Additional arguments passed along to functions in ggplot2.
For method = "simulation", stat_bin(), and for method = "theoretical",
geom_path(). Some values may be overwritten by infer internally.
For calculate()-based workflows, a ggplot showing the simulation-based
distribution as a histogram or bar graph. Can also be used to display
theoretical distributions.
For assume()-based workflows, a ggplot showing the theoretical distribution.
For fit()-based workflows, a patchwork object
showing the simulation-based distributions as a histogram or bar graph.
The interface to adjust plot options and themes is a bit different
for patchwork plots than ggplot2 plots. The examples highlight the
biggest differences here, but see patchwork::plot_annotation() and
patchwork::&.gg for more details.
In order to make the visualization workflow more straightforward
and explicit, visualize() now only should be used to plot distributions
of statistics directly. A number of arguments related to shading p-values and
confidence intervals are now deprecated in visualize() and should
now be passed to shade_p_value() and shade_confidence_interval(),
respectively. visualize() will raise a warning if deprecated arguments
are supplied.
# generate a null distribution
null_dist <- gss |>
# we're interested in the number of hours worked per week
specify(response = hours) |>
# hypothesizing that the mean is 40
hypothesize(null = "point", mu = 40) |>
# generating data points for a null distribution
generate(reps = 1000, type = "bootstrap") |>
# calculating a distribution of means
calculate(stat = "mean")
# or a bootstrap distribution, omitting the hypothesize() step,
# for use in confidence intervals
boot_dist <- gss |>
specify(response = hours) |>
generate(reps = 1000, type = "bootstrap") |>
calculate(stat = "mean")
# we can easily plot the null distribution by piping into visualize
null_dist |>
visualize()
# we can add layers to the plot as in ggplot, as well...

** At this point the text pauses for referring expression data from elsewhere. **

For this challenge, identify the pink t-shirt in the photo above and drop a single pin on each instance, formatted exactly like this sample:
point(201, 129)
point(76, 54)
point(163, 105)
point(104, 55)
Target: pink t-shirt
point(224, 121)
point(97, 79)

# find the point estimate---mean number of hours worked per week
point_estimate <- gss |>
specify(response = hours) |>
calculate(stat = "mean")
# find a confidence interval around the point estimate
ci <- boot_dist |>
get_confidence_interval(point_estimate = point_estimate,
# at the 95% confidence level
level = .95,
# using the standard error method
type = "se")
# display a shading of the area beyond the p-value on the plot
null_dist |>
visualize() +
shade_p_value(obs_stat = point_estimate, direction = "two-sided")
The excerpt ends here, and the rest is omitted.